In den letzten Jahren war Napoleon in Berlin, und Wilhelm der Zweite wieder auferstanden. Waren die Zwanziger Jahre wirklich so golden? So die diesjährigen Themen.
Wo waren die Abgründe der Gesellschaft?
Wie viele U-Bahn-Linien gab es in Berlin?
Zogen sich die Frauen tatsächlich vier Mal am Tag um?
Warum gab es so viele Stromausfälle?
Woher kamen plötzlich die vielen Sportvereine? Wie hieß der erste Radiosender?War Brecht damals schon Kommunist?Und was hat es mit den vielen Schießereien in den Straßen auf sich?
Rund um Berlins ältestes Gotteshaus gruppierten sich ab 16 Uhr beim Historiale-Markt einige Stände, und Darsteller, Tänzer und Musiker auf der Bühne, wo wieder historische Persönlichkeiten wie Claire Waldorff, Albert Einstein, Ein Genie über Leidenschaft zur Wissenschaft, Vicki Baum, Thomas Mann, Henny Porten, Lilian Harvey oder Heinrich Zille interviewt wurden.

Der Rahmen stimmte, aber das sich ab und zu Fahrzeuge zwischen Publikum und Bühne bewegten, um entweder Leute zu einem Hotel zu bringen oder Anlieferungen für Kneipen durchführten war ätzend. Die Platzierung der Bühne ungünstig, man hätte gerne von einen Restaurant oder Kaffee aus die Vorführungen verfolgt. Nach stundelangem Stehen hat man irgendwann die Nase voll.

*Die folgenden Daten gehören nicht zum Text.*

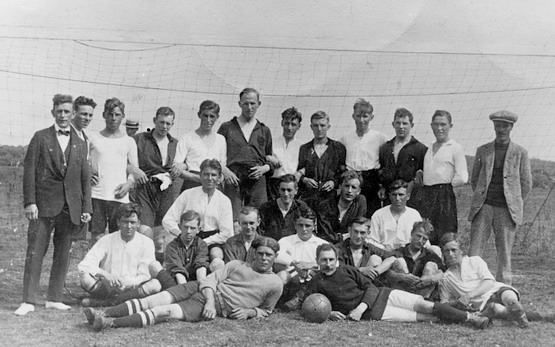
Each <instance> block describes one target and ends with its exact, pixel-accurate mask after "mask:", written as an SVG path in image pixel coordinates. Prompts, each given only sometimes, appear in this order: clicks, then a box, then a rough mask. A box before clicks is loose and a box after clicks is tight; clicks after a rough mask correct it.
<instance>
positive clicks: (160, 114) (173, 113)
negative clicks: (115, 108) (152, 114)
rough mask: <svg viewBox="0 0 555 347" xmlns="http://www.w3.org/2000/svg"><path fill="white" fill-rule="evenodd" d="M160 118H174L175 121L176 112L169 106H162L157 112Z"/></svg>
mask: <svg viewBox="0 0 555 347" xmlns="http://www.w3.org/2000/svg"><path fill="white" fill-rule="evenodd" d="M122 112H123V111H122ZM158 116H164V117H165V116H172V117H173V119H175V112H173V110H172V109H171V108H170V107H168V106H162V107H160V108H159V109H158V110H156V118H158Z"/></svg>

Donnerstag, 26. August 2010

Berlin. Stadtbummel.

Stadtbummel mit Regenschirm, unangenehm, welche Hand bliebe da frei für Schnappschüsse. Selbst der Berliner Heliumballon blieb am Boden. Wie alles in der Stadt, betitelt mit den Worten der Größte der Welt. Ein 15 Minuten dauernder Aufenthalt kostet ohne Ermäßigung 19 Euro.

In direkter Nähe kann man Trabisafari mitmachen und die alten Stinker auch als Cabrio durch die Stadt rasen lassen. Die Truppe ist schon von weitem zu hören und riechen.

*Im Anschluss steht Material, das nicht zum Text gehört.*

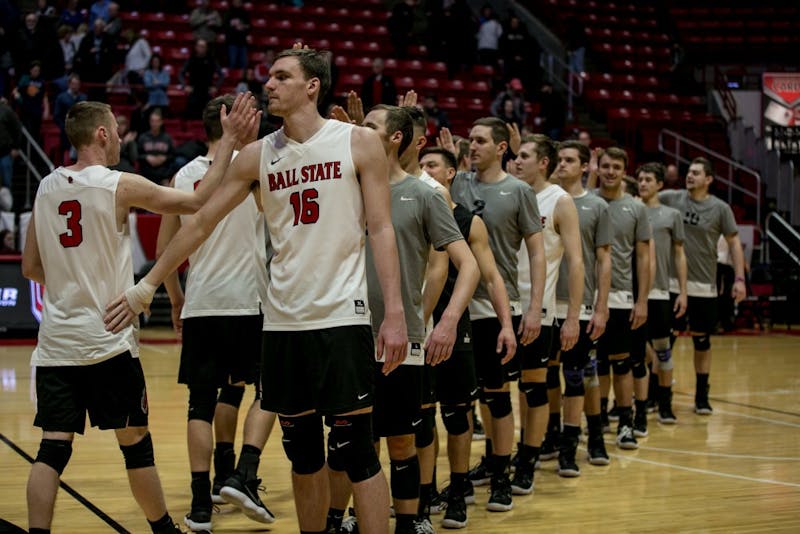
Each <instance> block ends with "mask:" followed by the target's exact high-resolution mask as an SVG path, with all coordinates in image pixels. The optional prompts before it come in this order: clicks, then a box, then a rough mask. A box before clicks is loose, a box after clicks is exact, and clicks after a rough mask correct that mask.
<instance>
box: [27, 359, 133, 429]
mask: <svg viewBox="0 0 800 534" xmlns="http://www.w3.org/2000/svg"><path fill="white" fill-rule="evenodd" d="M87 412H88V413H89V421H90V422H91V425H92V426H96V427H98V428H99V429H100V430H109V429H116V428H126V427H129V426H147V413H148V406H147V388H146V387H145V382H144V372H143V371H142V364H141V362H139V358H134V357H132V356H131V353H130V352H123V353H122V354H119V355H117V356H114V357H112V358H109V359H107V360H103V361H101V362H99V363H95V364H92V365H68V366H61V367H37V368H36V418H35V419H34V421H33V424H34V425H35V426H38V427H41V429H42V430H44V431H47V432H77V433H78V434H83V430H84V428H85V426H86V413H87Z"/></svg>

Damit der Schirm sich für längere Zeit wertlos vorkommt geht’s in Shoppingcenter am Potsdamer Platz. Im Moment konnte man gleichzeitig eine Ausstellung der Alliierten in Berlin besuchen. Alte Filme von 48,49 geben Einblick in die Blockade der Stadt. Sie kamen als Sieger in die zerstörte Stadt, als Beschützer während des kalten Kriegs, und schließlich als Touristen.
Nach ausgiebigem Bummel unter und über der Erde, bestand dann auch die Möglichkeit fast trocken den Heimweg anzutreten. In der Lutherstadt Wittenberge, Hohenwutzen und Krüstrin war ebenfalls Regen gemeldet.

Mittwoch, 25. August 2010

Berlin. Stadtbummel.

Was gibt’s neues in der Hauptstadt??? Wie schon seit Jahren gewohnt, konnten wir ohne Karte in der Hand durch die Stadt bummeln. Wenn man dann auch noch einen Einkaufsbeutel trägt sollte es einen nicht wundern wenn man ab und zu nach dem Weg gefragt wurde. Neu ist eine riesige Baugrube am Roten Rathaus. Da wurden alte Fundamente sichtbar und mit Spachtel und Pinsel sind Archäologen bei der Arbeit. Die Arbeiten an der Rathausbrücke zwingen immer noch zu einem Umweg Richtung Dom, so dass man auch dort die Baugruben zum neuen Stadtschloss sieht und nummerierte Steine hinter Gitter gestapelt wurden.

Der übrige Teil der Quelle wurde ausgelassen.